|Nervous, CD4 Drop
May 29, 2003
Dr. Cohen, I am concerned after reading your response to "Rapid CD4 Drop" on May 5th.
I have been involved in an HIV research study since my seroconversion almost 4 years ago. I began meds during seroconversion and went to undetectable V/L in about 12 weeks. My CD4 count was high, 1300 or so. A year later, the research doctor asked if I wanted to participate in a drug interuption study. I jumped at the opportunity. I remained undetectable for 8 weeks, although my CD4 count began dropping immediately, about 100 per week. At the end of 10 weeks, my V/L was 2700 and my CD4 was 540. After restarting meds, my V/L once again returned to undetectable in about 8 weeks and my CD4 count climbed back up to 1000+. I repeated the interuption after about 10 weeks back on meds. A longer interuption. This time my V/L began climbing in 2 weeks, but my CD4 count dropped much more slowly. At the end of 20 weeks, my V/L had climbed to 80,0000 and my CD4 count was 700. Went back on meds and within 9 weeks my V/L was back to undetectable and my CD4 count 1000+ again.
I am once again off meds and have been for 7 months. During this period I have watched my V/L climb to 30,000 in 6 months and my CD4 count drop from 1000+ to 536.
The research doctor told me that that kind of flucuation in the CD4 is not unusual at all and should be of no concern to me. Yet, you told "Rapid CD4 Drop" that you found his CD4 drop of 100 per year as "a bit faster than average". Mine was three times that speed.
I'm confused about the conflicting information circulating.
What is your take on this? I'm wondering if I should go back on meds before my CD4 drops any further.

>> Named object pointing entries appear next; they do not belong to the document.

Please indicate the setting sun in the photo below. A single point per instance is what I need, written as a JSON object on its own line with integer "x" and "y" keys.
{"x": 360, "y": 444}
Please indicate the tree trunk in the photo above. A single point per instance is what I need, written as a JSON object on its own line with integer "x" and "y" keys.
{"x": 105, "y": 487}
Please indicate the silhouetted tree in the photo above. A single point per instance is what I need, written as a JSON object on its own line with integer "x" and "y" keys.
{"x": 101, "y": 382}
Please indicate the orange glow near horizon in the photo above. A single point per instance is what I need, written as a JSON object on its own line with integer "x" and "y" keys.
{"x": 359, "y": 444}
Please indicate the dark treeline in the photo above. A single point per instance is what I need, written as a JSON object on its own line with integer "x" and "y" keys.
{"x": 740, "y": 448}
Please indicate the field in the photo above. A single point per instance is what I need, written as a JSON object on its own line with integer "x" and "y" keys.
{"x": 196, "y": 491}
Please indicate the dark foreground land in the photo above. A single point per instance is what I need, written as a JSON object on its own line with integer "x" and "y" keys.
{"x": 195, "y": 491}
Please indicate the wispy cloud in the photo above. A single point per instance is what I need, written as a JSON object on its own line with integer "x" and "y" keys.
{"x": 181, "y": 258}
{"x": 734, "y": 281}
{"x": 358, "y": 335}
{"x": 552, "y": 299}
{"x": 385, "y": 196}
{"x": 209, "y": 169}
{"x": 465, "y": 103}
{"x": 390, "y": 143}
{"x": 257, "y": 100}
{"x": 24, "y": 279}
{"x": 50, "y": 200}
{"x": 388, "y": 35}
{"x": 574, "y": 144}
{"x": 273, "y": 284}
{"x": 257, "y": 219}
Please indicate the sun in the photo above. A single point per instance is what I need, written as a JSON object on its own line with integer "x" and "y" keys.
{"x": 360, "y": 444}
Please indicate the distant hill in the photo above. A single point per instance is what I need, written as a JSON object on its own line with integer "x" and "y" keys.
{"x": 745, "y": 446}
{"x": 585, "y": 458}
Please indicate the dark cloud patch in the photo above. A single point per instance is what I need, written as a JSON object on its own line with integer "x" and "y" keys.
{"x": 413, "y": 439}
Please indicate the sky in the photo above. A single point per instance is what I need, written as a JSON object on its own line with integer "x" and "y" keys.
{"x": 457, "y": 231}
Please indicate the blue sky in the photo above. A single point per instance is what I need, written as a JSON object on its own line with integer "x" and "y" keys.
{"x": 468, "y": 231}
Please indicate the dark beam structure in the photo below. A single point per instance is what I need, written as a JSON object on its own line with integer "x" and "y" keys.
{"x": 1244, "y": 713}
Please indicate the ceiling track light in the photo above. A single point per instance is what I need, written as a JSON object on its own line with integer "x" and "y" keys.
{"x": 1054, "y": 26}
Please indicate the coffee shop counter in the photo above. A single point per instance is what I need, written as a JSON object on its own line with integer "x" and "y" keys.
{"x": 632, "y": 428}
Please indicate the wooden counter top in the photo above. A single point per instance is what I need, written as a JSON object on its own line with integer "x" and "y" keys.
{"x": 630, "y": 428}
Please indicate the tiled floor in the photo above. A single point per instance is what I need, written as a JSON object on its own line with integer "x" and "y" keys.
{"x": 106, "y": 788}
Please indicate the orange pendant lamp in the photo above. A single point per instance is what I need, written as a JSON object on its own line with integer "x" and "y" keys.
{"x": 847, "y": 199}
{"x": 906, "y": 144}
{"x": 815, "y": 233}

Thans for taking the time, Dr. Cohen.
| Response from Dr. Cohen
Thanks for the opportunity to clarify.
When people who have viral suppression stop meds - it is fairly common to have an initial drop of some sizeable number of cells - and then drop at a slower rate. The drop in the first 8 or so weeks is different from what is usually seen after that point - but drops of a few hundred cells in the first few months is not unusual. It is not clear entirely what causes that initial fall - but one possible understanding is that at least some of these cells are not being destroyed but are being lost to what is called "trafficing". No, they're not selling cocaine... The understanding is that when someone stops meds - there is a burst of virus replication in the lymph nodes. This leads to stimulation of the immune system - and a response which may include the movement of cells that are supposed to respond to HIV doing exactly that - moving out of the blood and going into the nodes. And so while it appears that these cells are lost - they are possibly just moving from the blood (where we measure them) to the nodes, where we don't. For example - I've seen one person go from a CD4 count of 450 and stop meds - one month later - he had a CD4 count of about 50 - and then once back on meds a month later he was back to about 400. This is much more typical of changes in where the cells are - rather than profound destruction and regrowth...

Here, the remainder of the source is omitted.